1934 — The watch and all those made until 1937 were in round cases. Mickey’s feet were on or outside the 7 and 5 numerals on the dial.    

1935 to 1937 — The Ingersoll watch had the second type of dial with the numerals 7 and 5 under his feet. The words “made in u.s.a.” were printed on the dial.

1937 — A rectangular case with plain sides was used and the three tiny Mickey Mouse figures chasing in the circle second-hands were changed to one hand.

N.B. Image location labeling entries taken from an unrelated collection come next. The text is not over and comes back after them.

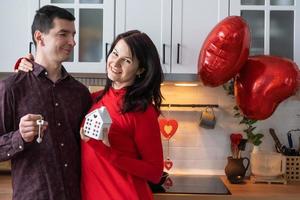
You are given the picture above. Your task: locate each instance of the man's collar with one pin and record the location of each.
(39, 69)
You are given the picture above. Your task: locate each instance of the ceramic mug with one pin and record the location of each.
(208, 118)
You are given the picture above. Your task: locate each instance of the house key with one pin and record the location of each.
(40, 123)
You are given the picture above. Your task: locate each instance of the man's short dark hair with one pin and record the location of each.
(43, 19)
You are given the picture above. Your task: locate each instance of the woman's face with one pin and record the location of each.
(122, 68)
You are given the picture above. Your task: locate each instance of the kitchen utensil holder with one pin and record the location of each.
(292, 168)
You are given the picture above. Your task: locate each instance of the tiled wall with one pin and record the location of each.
(195, 150)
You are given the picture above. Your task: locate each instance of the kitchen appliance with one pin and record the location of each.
(267, 164)
(194, 184)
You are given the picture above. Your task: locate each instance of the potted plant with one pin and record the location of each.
(252, 137)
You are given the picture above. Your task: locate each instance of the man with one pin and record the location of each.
(47, 168)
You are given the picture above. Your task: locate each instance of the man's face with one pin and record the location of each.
(58, 43)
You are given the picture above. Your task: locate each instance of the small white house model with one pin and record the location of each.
(97, 123)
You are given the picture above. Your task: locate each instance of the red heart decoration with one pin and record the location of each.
(263, 83)
(168, 183)
(224, 51)
(168, 127)
(168, 164)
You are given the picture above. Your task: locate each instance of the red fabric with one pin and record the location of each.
(135, 156)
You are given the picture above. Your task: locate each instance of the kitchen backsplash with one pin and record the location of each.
(196, 150)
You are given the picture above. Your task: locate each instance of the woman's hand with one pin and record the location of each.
(25, 63)
(84, 137)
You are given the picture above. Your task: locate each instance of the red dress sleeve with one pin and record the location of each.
(148, 141)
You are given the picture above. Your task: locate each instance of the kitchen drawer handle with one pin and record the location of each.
(30, 47)
(164, 53)
(178, 52)
(106, 49)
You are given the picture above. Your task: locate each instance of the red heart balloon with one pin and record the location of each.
(263, 83)
(224, 51)
(168, 164)
(168, 127)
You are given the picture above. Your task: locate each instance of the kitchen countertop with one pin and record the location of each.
(246, 191)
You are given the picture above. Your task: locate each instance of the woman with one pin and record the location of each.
(132, 97)
(121, 167)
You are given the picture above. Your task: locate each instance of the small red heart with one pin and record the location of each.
(168, 183)
(168, 164)
(168, 127)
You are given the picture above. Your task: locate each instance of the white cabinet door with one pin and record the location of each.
(274, 26)
(152, 17)
(177, 27)
(192, 20)
(15, 19)
(95, 32)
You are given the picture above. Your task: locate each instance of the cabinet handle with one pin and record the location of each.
(164, 53)
(178, 52)
(106, 49)
(30, 47)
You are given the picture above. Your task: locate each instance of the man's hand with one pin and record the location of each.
(25, 64)
(28, 127)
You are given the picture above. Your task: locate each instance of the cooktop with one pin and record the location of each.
(193, 184)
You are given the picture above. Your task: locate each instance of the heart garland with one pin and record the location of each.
(168, 127)
(168, 164)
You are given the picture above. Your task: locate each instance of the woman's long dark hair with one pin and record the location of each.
(146, 87)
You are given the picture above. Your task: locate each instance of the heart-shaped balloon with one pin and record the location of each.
(168, 164)
(263, 83)
(168, 183)
(168, 127)
(224, 51)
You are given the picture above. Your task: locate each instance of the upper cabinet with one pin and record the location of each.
(95, 31)
(274, 26)
(177, 27)
(15, 19)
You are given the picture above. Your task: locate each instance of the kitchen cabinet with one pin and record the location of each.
(95, 31)
(274, 26)
(177, 27)
(15, 18)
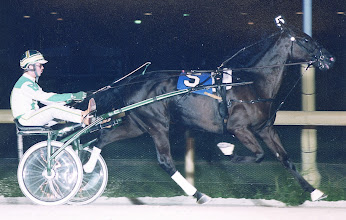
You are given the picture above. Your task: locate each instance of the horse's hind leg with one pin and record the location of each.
(164, 157)
(272, 140)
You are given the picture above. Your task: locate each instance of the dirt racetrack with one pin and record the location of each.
(178, 208)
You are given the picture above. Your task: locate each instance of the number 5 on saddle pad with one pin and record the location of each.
(190, 80)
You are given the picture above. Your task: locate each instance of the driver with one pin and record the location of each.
(27, 93)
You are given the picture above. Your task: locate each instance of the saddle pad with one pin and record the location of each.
(191, 80)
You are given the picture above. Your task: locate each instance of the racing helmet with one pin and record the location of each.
(31, 57)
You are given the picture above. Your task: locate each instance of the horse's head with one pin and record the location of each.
(305, 48)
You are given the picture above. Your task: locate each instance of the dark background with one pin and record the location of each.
(90, 43)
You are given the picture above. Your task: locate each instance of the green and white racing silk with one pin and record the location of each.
(27, 93)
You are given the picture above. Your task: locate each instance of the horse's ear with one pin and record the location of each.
(280, 21)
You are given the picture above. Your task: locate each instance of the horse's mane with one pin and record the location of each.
(251, 53)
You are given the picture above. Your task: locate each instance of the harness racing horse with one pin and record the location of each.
(248, 107)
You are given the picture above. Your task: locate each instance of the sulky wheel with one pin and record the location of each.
(58, 187)
(94, 183)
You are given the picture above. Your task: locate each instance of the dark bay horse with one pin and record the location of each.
(248, 107)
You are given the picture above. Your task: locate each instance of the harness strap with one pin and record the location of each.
(221, 91)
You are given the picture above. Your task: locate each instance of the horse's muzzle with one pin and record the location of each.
(325, 61)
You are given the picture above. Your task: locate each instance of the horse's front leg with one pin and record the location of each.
(107, 136)
(272, 140)
(165, 160)
(246, 137)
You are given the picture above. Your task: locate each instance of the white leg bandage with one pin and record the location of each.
(184, 184)
(226, 148)
(317, 195)
(90, 165)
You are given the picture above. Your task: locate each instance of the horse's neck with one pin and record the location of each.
(270, 78)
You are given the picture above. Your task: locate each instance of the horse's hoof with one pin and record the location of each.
(202, 198)
(317, 195)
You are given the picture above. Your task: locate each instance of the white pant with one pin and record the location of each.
(46, 114)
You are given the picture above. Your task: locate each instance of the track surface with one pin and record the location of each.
(177, 208)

1938 to 1942 — The case was rectangular with five decorative notches in each long side.

1942 — U.S. Time bought Ingersoll but still used the Ingersoll trademark. Some cases were gold plated until the 1960s.

1948 — A luminous dial was used.

1950 — Red numbers were used. The printed word Ingersoll was on the face.

1960s — You wouldn’t recognize a Mickey Mouse watch made in the 1960s. It had a plain round case and Mickey is not pictured on the dial.

So check your old Mickey Mouse watch, even if it isn’t working. It could be worth a lot of money and it is always fun to own one. There have been many kinds. An expensive watch with sparkling rhinestones, an underwater version, and a new version for those who exercise. It tells you how well you are doing and reminds you to work out every day.

A recent reproduction of the 1934 Mickey Mouse watch as a pocket watch with the 1934 wristwatch face and chain. Notice the 7 and 5 are missing and Mickey has white gloves.